The leader of the ILO/Swiss Project, Charles Nupen, said Apartheid had left South Africa with a legacy of animosity between workers and unions. One of the aims of the joint three-year project was to create dialogue between the two sides.
"We have assisted in the establishment of an organisation called the Millenium Labour Council," Nupen told swissinfo, "comprising of leaders from the business and trade union side."
According to the government, the ILO/Swiss Project handled 100,000 labour disputes every year, offering mediation as a first step.
Peter Maurer from the Swiss foreign ministry believes the partnership has been so fruitful because Switzerland has a lot of experience to offer.
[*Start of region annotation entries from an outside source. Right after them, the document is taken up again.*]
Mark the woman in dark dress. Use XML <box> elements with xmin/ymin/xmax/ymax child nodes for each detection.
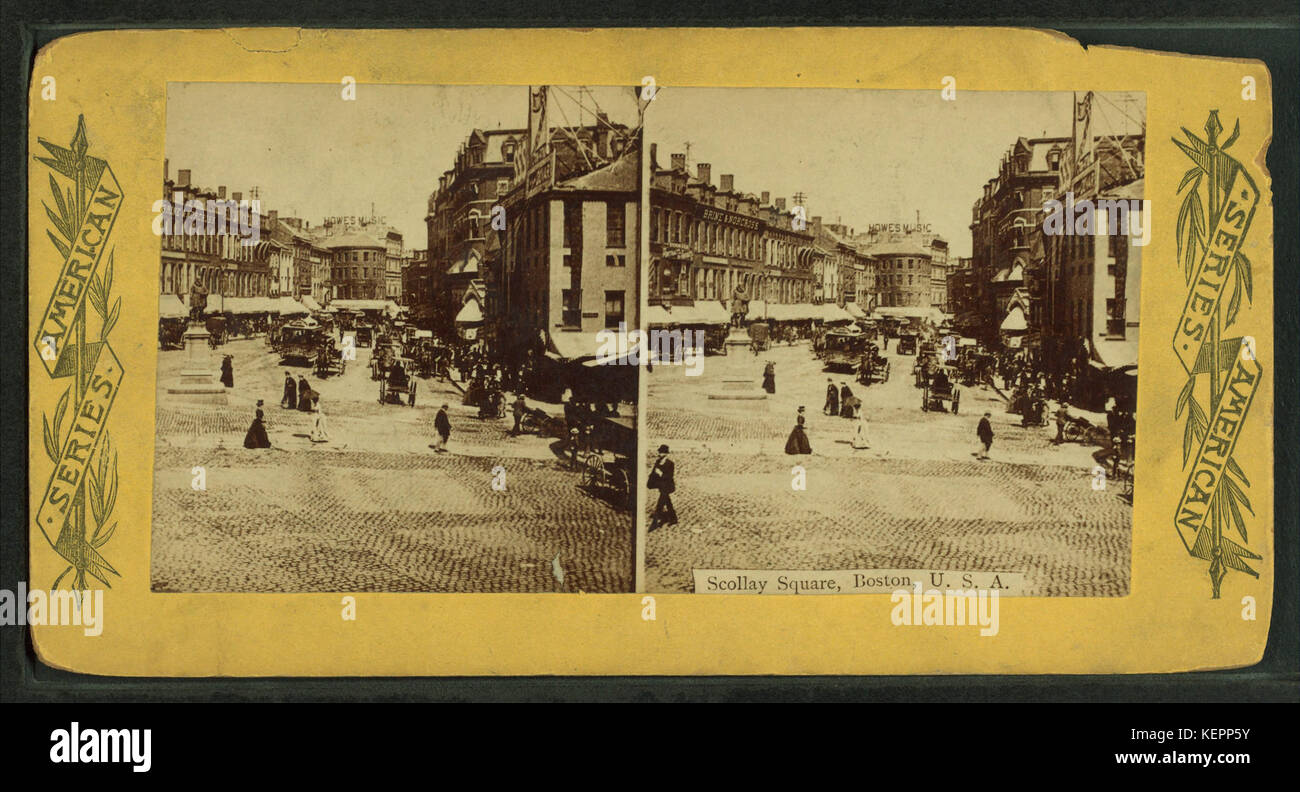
<box><xmin>244</xmin><ymin>399</ymin><xmax>270</xmax><ymax>449</ymax></box>
<box><xmin>785</xmin><ymin>415</ymin><xmax>813</xmax><ymax>455</ymax></box>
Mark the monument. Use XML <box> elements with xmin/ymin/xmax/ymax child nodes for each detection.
<box><xmin>709</xmin><ymin>286</ymin><xmax>767</xmax><ymax>402</ymax></box>
<box><xmin>166</xmin><ymin>284</ymin><xmax>226</xmax><ymax>404</ymax></box>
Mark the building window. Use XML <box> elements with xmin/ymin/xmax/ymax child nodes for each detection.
<box><xmin>605</xmin><ymin>291</ymin><xmax>624</xmax><ymax>328</ymax></box>
<box><xmin>560</xmin><ymin>289</ymin><xmax>582</xmax><ymax>328</ymax></box>
<box><xmin>605</xmin><ymin>202</ymin><xmax>627</xmax><ymax>247</ymax></box>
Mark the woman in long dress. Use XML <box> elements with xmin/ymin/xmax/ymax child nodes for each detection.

"It's a project which deals with an issue which is very close to our own Swiss experience," he told swissinfo, "social partnership in this country has been an important element in shaping the political landscape since the 1930s."
"The Swiss approach of breaking down political issues into more technical and procedural issues came into play." he said.
He added that highly contentious issues, such as how a country should direct its economy and how the workplace should be structured, had benefited from Swiss expertise.
Nupen agreed that the joint project had been a success. He told swissinfo that it had been a very productive relationship and was one he would like to see continue.
Despite the success of the Swiss/ILO project which helped usher in a dramatic change in South Africa's workplace, Nupen expressed concern at the reduction in foreign investment in the country since 1995 and the current unemployment rate of 40 per cent.
The ILO/Swiss Project now plans to build upon it's South African experiences by extending its work to other countries in the region, namely Namibia, Botswana, Lesotho and Swaziland. Switzerland has set aside SFr3.8 million ($2.1 million) to cover operations between now and 2003.
In addition to resolving workplace conflicts, the project is also aiming at bringing labour laws in the different southern African countries up to the ILO standard.